The Passenger (1975)

Quartile rating: 7.5/10 · 1 rating

David Locke is a world-weary American journalist who has been sent to cover a conflict in northern Africa, but he makes little progress with the story. When he discovers the body of a stranger who looks similar to him, Locke assumes the dead man's identity. However, he soon finds out that the man was an arms dealer, leading Locke into dangerous situations. Aided by a beautiful woman, Locke attempts to avoid both the police and criminals out to get him.

The Quartile Take

Antonioni's late masterpiece earns top marks across most categories. The cinematography is genuinely exceptional — the famous unbroken seven-minute final shot through a grille window is one of cinema's most celebrated sequences, and the sun-bleached African and Spanish locations are rendered with extraordinary compositional intelligence.
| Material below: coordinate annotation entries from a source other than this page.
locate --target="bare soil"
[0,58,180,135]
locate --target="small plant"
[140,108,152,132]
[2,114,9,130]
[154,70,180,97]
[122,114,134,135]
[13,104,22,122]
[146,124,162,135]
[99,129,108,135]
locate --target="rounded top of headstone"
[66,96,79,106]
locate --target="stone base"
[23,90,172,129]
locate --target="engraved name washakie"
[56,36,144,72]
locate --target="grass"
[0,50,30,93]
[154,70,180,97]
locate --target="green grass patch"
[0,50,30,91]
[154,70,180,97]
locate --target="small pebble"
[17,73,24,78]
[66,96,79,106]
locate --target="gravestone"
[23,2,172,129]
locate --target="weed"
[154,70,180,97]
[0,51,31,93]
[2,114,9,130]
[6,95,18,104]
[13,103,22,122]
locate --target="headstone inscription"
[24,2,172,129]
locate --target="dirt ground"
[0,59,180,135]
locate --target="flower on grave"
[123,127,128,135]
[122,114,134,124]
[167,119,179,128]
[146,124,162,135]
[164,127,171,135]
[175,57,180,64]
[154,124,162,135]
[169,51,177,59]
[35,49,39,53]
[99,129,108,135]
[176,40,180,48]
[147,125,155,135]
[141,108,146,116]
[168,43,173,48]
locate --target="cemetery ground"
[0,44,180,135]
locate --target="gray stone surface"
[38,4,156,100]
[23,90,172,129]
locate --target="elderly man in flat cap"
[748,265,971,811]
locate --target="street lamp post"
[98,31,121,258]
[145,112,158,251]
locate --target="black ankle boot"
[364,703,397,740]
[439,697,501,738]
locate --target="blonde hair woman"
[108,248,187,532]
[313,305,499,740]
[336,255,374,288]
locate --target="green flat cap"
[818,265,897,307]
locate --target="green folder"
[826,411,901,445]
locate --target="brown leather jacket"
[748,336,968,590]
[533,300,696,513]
The acting, particularly Nicholson's restrained, existentially drifting performance, is well above average — he submerges his usual charisma into a fascinating passivity. Novelty is high: the film's meditation on identity, escape, and the dissolution of self is executed in a singular Antonioni register that no other filmmaker could replicate — slow, elliptical, philosophically austere. The ending is justly celebrated as one of the great final sequences in world cinema. Plot earns a solid 3 rather than 4 — the thriller mechanics are deliberately undernourished, functioning more as pretext than story, which is intentional but means the narrative itself offers little conventional satisfaction.